# Lecture 5.1 OpenMP: Serial to Parallel

EN 600.320/420

Instructor: Randal Burns

13 February 2017



Department of Computer Science, Johns Hopkins University

#### **Serial to Parallel**

- My code's not running fast enough: the most common parallel development scenario
  - Video: data delays produce jitter, stalls
  - Web: page render time causes user loss, discomfort
  - Batch processing, indexing, analysis not completing in time
  - High-throughput finance: other models running faster and beating mine to a decision -> lose arbitrage opportunity
- This leads to a natural software engineering process
  - Profile code: find out what's slow
  - Parallelize slow part(s) only
  - Migrate from serial implementation to parallel implementation



# **Serial to Parallel (ii)**

- Not the best process
  - Serial to parallel doesn't produce the best designs
  - Best parallel implementation may require a totally different design
  - No natural evolution
- Just the easiest
  - Compared to a clean-slate redesign



# What is OpenMP

- Parallel programming environment (not language) for:
  - Master/slave and/or fork/join execution model
  - Loop parallelism patterns
  - Shared-memory architectures
- But this doesn't mean anything yet.
- It's the simplest approach to parallelism
  - Write a serial program in a language that you know (C++ or Fortran)
  - Add directives to parallelize portions of the code
  - Get a parallel program that computes that exact same result (serial to parallel equivalence)
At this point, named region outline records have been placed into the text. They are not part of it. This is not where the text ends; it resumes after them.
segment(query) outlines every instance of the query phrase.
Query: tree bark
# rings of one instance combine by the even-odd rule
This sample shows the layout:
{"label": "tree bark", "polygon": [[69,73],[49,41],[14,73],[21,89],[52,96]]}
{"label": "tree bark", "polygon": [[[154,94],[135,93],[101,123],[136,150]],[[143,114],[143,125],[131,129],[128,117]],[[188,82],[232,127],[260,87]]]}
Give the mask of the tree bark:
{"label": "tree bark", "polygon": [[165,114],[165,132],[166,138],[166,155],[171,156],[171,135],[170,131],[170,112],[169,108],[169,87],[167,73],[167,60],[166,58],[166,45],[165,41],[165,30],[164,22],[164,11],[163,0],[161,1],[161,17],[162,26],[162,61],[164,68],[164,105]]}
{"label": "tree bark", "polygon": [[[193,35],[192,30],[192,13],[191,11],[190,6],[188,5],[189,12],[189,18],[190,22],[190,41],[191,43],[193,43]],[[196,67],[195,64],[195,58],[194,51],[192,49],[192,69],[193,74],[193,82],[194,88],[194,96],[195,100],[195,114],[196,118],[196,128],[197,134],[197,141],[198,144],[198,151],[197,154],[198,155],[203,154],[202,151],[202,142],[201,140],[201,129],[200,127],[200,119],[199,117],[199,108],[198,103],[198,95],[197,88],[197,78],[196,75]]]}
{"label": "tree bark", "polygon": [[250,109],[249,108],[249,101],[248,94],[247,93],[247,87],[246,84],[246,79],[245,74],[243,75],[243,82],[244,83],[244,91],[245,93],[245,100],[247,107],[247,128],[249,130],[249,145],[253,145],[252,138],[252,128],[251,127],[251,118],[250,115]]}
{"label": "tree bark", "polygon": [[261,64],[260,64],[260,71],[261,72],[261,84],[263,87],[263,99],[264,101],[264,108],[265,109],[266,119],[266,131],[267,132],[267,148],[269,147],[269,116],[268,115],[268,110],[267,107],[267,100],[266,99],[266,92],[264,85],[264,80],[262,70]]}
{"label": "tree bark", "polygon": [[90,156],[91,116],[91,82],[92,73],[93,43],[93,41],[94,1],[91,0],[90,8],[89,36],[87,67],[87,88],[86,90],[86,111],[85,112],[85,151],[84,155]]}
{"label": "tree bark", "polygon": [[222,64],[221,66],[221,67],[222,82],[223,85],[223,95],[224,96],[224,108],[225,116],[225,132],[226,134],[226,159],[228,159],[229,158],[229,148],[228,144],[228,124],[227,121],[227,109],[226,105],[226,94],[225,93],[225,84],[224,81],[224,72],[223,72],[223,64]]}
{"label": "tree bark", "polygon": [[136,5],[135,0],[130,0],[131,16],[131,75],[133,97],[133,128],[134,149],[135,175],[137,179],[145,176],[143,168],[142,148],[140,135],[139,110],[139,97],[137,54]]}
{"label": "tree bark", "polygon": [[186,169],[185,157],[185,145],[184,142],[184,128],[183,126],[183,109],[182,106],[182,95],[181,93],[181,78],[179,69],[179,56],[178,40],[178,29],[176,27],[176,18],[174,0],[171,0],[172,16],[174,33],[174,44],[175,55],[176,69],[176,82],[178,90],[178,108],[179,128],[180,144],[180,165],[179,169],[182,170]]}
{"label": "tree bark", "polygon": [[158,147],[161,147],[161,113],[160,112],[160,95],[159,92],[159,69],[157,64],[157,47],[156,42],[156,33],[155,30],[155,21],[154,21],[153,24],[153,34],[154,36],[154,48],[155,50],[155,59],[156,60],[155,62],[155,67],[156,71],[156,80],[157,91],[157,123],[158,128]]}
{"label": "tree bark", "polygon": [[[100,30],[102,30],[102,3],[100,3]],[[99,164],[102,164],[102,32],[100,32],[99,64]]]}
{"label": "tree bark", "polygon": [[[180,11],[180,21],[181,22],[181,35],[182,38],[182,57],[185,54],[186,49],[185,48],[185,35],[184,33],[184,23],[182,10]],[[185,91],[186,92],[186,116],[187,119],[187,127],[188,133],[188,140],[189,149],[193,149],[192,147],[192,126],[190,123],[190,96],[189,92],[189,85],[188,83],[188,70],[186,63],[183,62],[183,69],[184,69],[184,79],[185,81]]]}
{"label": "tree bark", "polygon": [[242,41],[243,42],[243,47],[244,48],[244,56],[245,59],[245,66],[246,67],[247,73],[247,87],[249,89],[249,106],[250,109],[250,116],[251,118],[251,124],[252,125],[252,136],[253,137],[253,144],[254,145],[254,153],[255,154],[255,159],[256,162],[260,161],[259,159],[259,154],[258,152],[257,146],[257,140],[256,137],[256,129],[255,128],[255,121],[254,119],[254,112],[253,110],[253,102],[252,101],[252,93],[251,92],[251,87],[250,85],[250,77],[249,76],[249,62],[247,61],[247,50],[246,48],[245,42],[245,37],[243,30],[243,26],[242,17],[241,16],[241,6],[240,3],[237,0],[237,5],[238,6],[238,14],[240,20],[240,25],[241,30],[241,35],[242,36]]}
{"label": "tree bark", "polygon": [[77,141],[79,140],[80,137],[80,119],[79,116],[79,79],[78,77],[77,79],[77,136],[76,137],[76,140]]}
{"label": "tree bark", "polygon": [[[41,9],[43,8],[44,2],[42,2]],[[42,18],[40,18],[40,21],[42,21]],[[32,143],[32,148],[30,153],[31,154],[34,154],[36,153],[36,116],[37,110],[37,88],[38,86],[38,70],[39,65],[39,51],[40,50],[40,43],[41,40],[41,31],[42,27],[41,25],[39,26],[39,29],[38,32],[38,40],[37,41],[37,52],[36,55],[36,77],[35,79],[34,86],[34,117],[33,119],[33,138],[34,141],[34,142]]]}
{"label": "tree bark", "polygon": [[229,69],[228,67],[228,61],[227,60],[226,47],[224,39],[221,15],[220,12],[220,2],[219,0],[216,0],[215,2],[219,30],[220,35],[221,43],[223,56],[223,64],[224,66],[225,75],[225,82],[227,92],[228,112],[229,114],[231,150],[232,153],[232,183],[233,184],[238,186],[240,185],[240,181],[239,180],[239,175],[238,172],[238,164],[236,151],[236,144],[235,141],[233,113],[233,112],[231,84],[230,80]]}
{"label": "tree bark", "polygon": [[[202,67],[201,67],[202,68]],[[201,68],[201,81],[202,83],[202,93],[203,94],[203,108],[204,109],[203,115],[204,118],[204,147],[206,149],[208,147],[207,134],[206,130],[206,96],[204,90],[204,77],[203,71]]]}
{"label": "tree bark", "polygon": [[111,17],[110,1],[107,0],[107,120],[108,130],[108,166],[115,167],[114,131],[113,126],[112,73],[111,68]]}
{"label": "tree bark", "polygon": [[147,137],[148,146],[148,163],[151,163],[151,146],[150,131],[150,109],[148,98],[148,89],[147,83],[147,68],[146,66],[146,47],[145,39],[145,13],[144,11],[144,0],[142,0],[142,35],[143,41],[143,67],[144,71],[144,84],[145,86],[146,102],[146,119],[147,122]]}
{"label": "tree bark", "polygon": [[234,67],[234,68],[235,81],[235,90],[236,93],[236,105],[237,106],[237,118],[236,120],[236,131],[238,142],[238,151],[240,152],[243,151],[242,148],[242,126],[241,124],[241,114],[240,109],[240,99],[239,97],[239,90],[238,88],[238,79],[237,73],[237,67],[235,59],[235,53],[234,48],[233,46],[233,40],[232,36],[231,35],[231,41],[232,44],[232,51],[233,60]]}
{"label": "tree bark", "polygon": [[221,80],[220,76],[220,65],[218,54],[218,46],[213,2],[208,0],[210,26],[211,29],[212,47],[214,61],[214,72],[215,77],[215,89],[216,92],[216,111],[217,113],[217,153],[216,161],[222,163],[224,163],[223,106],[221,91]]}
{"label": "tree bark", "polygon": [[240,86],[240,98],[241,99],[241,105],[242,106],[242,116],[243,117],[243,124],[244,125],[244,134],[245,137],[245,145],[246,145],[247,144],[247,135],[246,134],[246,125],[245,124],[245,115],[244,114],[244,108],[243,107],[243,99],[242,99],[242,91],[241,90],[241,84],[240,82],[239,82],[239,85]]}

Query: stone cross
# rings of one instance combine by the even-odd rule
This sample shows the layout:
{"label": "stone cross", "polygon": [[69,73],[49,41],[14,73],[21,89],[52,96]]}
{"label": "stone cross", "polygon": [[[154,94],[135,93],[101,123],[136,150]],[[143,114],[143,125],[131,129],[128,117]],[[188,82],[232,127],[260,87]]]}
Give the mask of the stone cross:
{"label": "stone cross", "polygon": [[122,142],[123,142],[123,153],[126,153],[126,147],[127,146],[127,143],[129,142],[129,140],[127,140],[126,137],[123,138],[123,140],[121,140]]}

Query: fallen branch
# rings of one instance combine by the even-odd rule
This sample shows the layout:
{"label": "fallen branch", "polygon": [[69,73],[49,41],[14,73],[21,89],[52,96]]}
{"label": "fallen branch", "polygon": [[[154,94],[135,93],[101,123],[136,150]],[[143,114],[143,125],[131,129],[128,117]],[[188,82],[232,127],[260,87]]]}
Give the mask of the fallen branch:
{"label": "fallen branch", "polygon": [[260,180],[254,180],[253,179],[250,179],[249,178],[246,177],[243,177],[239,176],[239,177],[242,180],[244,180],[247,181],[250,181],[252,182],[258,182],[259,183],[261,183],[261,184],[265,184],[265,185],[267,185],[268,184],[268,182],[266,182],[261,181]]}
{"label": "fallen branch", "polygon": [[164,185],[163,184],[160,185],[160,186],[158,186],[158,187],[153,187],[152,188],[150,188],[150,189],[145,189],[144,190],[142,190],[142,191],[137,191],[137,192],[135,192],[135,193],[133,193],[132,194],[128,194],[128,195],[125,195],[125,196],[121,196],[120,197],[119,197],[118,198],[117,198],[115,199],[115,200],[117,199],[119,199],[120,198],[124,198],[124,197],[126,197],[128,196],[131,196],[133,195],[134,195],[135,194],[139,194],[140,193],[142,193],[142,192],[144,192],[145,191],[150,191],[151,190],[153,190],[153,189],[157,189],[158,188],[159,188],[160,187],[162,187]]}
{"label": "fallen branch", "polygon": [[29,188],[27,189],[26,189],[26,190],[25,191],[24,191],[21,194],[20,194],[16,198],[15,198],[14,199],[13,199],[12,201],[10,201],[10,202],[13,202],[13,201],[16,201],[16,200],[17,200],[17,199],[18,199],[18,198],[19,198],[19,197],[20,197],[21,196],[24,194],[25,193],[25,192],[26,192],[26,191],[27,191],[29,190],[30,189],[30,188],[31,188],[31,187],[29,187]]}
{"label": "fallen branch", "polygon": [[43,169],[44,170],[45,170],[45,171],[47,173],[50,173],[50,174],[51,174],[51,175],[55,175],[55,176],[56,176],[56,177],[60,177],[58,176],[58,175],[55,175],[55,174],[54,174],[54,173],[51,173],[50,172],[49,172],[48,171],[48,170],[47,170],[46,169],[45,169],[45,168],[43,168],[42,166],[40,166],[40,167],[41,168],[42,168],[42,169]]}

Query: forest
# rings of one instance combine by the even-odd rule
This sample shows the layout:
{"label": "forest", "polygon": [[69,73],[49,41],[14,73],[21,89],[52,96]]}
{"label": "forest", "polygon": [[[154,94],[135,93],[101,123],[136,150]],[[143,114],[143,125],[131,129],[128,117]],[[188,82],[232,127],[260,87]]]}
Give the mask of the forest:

## **OpenMP and Serial to Parallel**

- Not fundamentally a serial to parallel environment
- But mostly used in this way because:
  - Programs have a mix of serial to parallel parts
  - Supports serial equivalence
  - All code is serial, parallel parts are defined with directives
- Conforms nicely with Amdahl's law
  - Why did I say that?



## **Shared Memory**

- Coherent read/write to common memory from multiple cores/ processors/(machines)
  - Coherent = repeatable read, read last write, ....
  - Abstraction that there is a single memory for all processors
  - Data sharing by reading/writing to memory
- Hardware that provides this abstraction are called shared memory architectures (typically in a "single machine")
  - Even if there are different physical memories
  - Non-Uniform memory architectures are typical today



https://computing.llnl.gov/tutorials/parallel comp/



## Hardware for OpenMP

- Intel XEON Phi
  - x86 compatible co-processors (P54C original Pentium)
  - 72 cores, 1.5 GHz
  - 115 GB/s memory bandwidth
  - Part of Top Supercomputer and Top Green Supercomputer
- Compares well with Tesla GPUs, but programmable via OpenMP